IR of a WWI plane is also not insignificant with a 3.75 micometer wavelength window (least background from sun, ground and clouds) being used by most IR homing missiles, the energy of reflected sunlight is sufficient for an IR missile to track - ( http://www.ausairpower.net/TE-IR-Guidance.html ) Modern Jets have paints that reduce this to 5-15% reflection, but older paints reflect as much as 60% of solar IR.  In addition, the heat of a piston engine is well into the detection range of IR detectors.
 
Airspeeds of a WWI aircraft are well into the range of modern helicopters, and the general consensus is that helicopters are easy pickings for modern jets.
 
A more detailed link on the F-22 Raptor is : http://www.ausairpower.net/APA-Raptor.html or the official Air Force fact sheet: http://www.af.mil/factsheets/factsheet.asp?id=199
 
Regarding your other comments - As we move to more UAV's, the computer systems running them will improve, especially once the people get over the idea that an autonomous machine is a dangerous thing.  Most people still have the hang up that they want a human "in the loop" to make final decisions.  The newest planes can not be flown mechanically and require computers to be flown, the pilot merely makes an overall choice and the computer executes it.  The same will occur with combat overall, the human merely makes the decision to engage and the computer will do the rest - piddling details such as maneuver, target acquisition, weapon selection and firing will all be left to the computer. Technology will force human action to higher and higher levels of decision making - the minutae will be handled by computers, so issues such a communication lag, communication loss etc. are moot - the computer knows what it needs to do and will do it, it doesn't need to be micromanaged.
 
-Binhan
 
 
On 2/6/08, john tailby <John_Tailby@xxxxxxxxxx> wrote:
That's exactly the sort of example I was talking about.
 
What's the radar signature of a WW1 biplane? there is very little metal used so they could be hard to spot. They fly so low and slow that a raptor would be hard pushed to engage it with it's cannon and even then I'd bet the WW1 plane could out turn it. With radar guided weapons and minimal infrared signature the raptor might have a hard time of engaging.
 
The WW1 plane has little chance of engaging the Raptor.
 
I don't know that remote controlled drones can fly as well as manned air combat.

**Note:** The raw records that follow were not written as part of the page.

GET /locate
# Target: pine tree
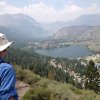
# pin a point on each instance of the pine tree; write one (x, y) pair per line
(92, 77)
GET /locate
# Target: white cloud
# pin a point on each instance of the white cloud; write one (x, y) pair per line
(43, 13)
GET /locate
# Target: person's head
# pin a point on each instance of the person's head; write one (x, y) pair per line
(4, 44)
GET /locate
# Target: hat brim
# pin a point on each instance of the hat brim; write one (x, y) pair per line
(5, 46)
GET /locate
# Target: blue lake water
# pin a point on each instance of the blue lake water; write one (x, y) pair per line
(73, 51)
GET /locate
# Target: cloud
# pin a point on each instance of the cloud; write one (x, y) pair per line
(43, 13)
(5, 8)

They are fine for surveillance but I don't think they could do air -air without an onboard AI and a large amount of bandwidth to transmit the sensor data to the human operators.
 
The other challenges of using remote control drones is maintaining communications. At the speed a warplane travels a few seconds delay to bounce the signal from one or more satellites to base and back could produce an unacceptable lag.
 
There is also the susceptibility of the "droid army" where if you command signal is lost then your remote drone would all lose control and resort to onboard computer backups and preplanned flight paths, Pretty easy for a human operated plane to take apart a drone then.
 
I certainly see why an airforce that makes fighter pilots the top of it's pecking order wants to keep funding to manned operations. The last thing you want is to be replaced by a geek with a games consol.
----- Original Message -----
From: Binhan Lin
Would a WWI biplane work as well as an F-22 Raptor?  The difference in spotting, propulsion, material and weapon technology is so vast that they really aren't comparable, and yet only 90 years separates the two levels of technology.